Notes from the Field (2102)
Alpine, Tennessee, lays six miles east of Livingston along Highway 52 towards Jamestown. A “blink-and-miss-it” settlement; the 400 or so inhabitants undoubtedly prefer it that way; only road traffic disturbance invades rich farm pasture and rural living.
Although not a domineering peak, Alpine Mountain rises 1,000 feet above the valley behind a farm owned by Kent Copeland, whose family has resided here for almost a century. When I stopped to inquire the exact location of Alpine mountain, Mr. Copeland responded in fine Tennessee hospitality; he put away his ride-on mower and offered to take me out on his farm to get a closer view of the mountain. From half way up the hillside we confirmed the location of the local church where Paul Adams’ father, Reverend Clair S. Adams was pastor during the late 1920s and early 1930s.

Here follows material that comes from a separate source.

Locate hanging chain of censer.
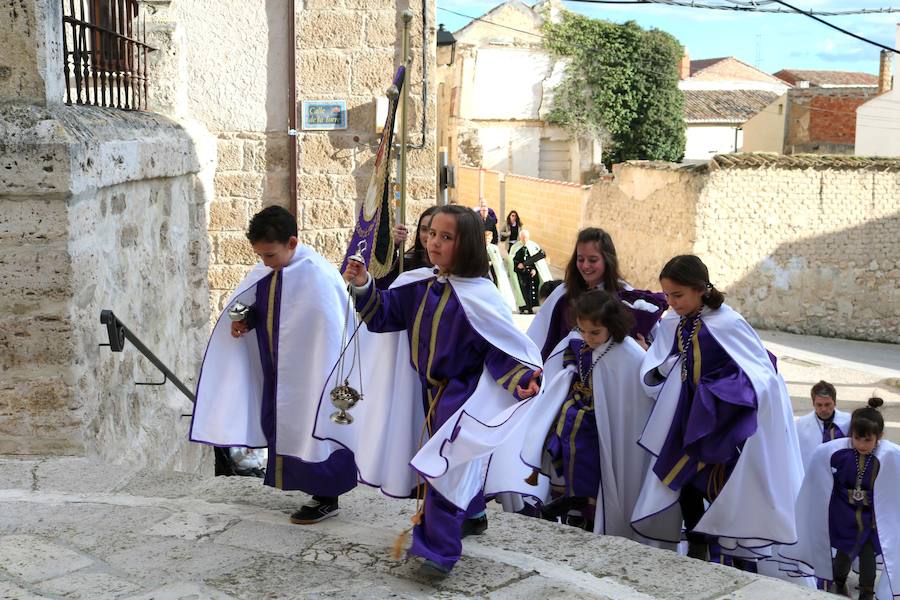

Hardly visible from the road, the delightful church is charming in its setting and architecture and I was delighted to discover a plaque honoring Reverend Adams imbedded in the exterior of the church. The Adams family name is most likely forgotten to history by most of the local population. Likewise, the memory of the day that the pastor’s son and his remarkable dog helped save Alpine Mountain from a tragic forest fire is equally gone.
Yet the local farmers and infrequent visitors (like me) can bless the day that Paul Adams and Cumberland Jack helped save the mountain all those years ago. It was a selfless act that protected the landscape and its wildlife that call Alpine Mountain home.